Just as I’m realizing I can’t leave him behind, that I need to go looking for him, someone grabs my wrist.
“Rhine.”
I turn, and I’m careening right into his arms. For the second time, in a second storm, he’s come to hold me steady. And there’s so much I want to tell him about what’s happened in this whole horrible month without him, but there’s no time. The wind has picked up, and we can’t make out each other’s words, so we just start running, hand in hand, into the darkness.
The wind sounds like voices. It sounds like my father and mother laughing, and Rowan waking me up for my shift, and Cecily’s baby crying, and Linden saying I love you. I don’t stop to listen. I don’t respond. But sometimes we trip on twigs and snowbanks, and we pull each other back up. We are unstoppable. And then we make it to the gate, which is of course locked.
There’s a panel, but my key card doesn’t work on it.
Did I really think it would? “What now?” Gabriel shouts to me over all the wind. I start walking the length of the fence, looking for the place where it ends, but it soon becomes abundantly clear that there is no end to it, that it must wrap all the way around the property in a circle that’s miles and miles wide.
What now?
I don’t know. I don’t know.
Escape is so close. I can reach through the bars and touch the free air. I can almost grasp at a tree limb on the other side. Frantically I survey our surroundings. The trees would be impossible to climb; the branches are too high; the fence is too icy. I try scaling the iron bars and fail every time. But I try and try until eventually Gabriel grabs me and holds me back. He unbuttons his wool coat and brings me to his chest, and wraps it around the both of us. We kneel together against a snowbank, and I think I know what he’s trying to tell me. There is no way out.

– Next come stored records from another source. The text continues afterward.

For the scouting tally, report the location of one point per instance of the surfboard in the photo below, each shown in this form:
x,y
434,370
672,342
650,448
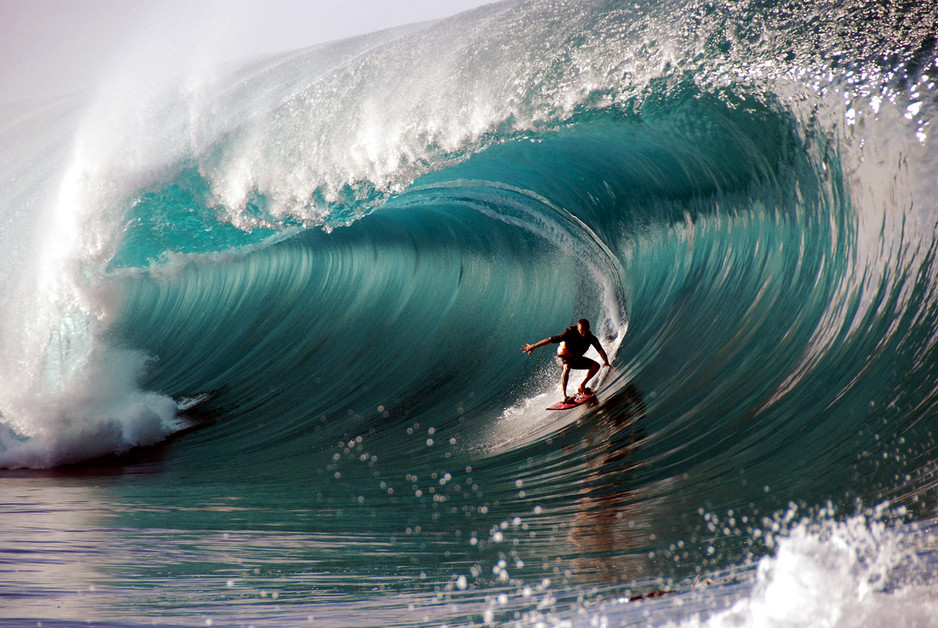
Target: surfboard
x,y
577,400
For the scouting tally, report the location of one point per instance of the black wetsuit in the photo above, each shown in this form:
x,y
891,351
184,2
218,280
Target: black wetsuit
x,y
575,346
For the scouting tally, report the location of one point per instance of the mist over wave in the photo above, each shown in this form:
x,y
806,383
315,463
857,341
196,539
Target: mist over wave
x,y
327,261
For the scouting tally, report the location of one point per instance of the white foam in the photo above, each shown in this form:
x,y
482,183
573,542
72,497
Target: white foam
x,y
859,572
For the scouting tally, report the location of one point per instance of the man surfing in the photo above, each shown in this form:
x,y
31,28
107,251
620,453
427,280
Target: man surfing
x,y
574,342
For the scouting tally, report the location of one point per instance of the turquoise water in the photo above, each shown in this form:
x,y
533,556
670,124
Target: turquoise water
x,y
263,367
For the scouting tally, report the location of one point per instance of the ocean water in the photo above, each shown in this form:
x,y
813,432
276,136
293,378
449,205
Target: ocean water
x,y
260,327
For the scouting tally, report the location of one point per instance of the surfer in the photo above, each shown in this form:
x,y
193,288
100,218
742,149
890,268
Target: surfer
x,y
574,342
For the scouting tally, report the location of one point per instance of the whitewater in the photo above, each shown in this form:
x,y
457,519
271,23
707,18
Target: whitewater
x,y
260,327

We’re going to freeze to death.
But I don’t feel the acceptance I felt in the hurricane.
I was so sure that night that I was going to die, and yet something told me to keep going and keep going, and when I climbed the lighthouse, I saw the exit. I don’t believe that was for nothing.
I feel Gabriel kiss my forehead. But even his normally warm lips have gone cold. I draw back a little, pull his collar up around his ears. He slides his hands under my hair, on either side of my neck, and we bring warmth back to each other that way.
I take Jenna’s lighter from my pocket, and with the wind it’s almost impossible to spark a flame. I have to wriggle free of Gabriel’s coat, and he cups his hands around the flame so that the wind won’t steal it. It calls to mind a story I read in Linden’s library about a dying girl who lit matches to keep warm. Each new little flame brought a different memory of her life. But right now the only memory is Jenna, her little glowing life flickering in our hands. It’s the only light in all this darkness, and I think I’d like nothing more than to light this place on fire. To watch it burn like those ugly curtains. Light one tree and watch the fire spread to them all. But the wind is too strong. I feel like Vaughn has somehow brought on this blizzard. I’m afraid that tomorrow morning he’ll find Gabriel’s and my body frozen and dead, so hopelessly close to our escape.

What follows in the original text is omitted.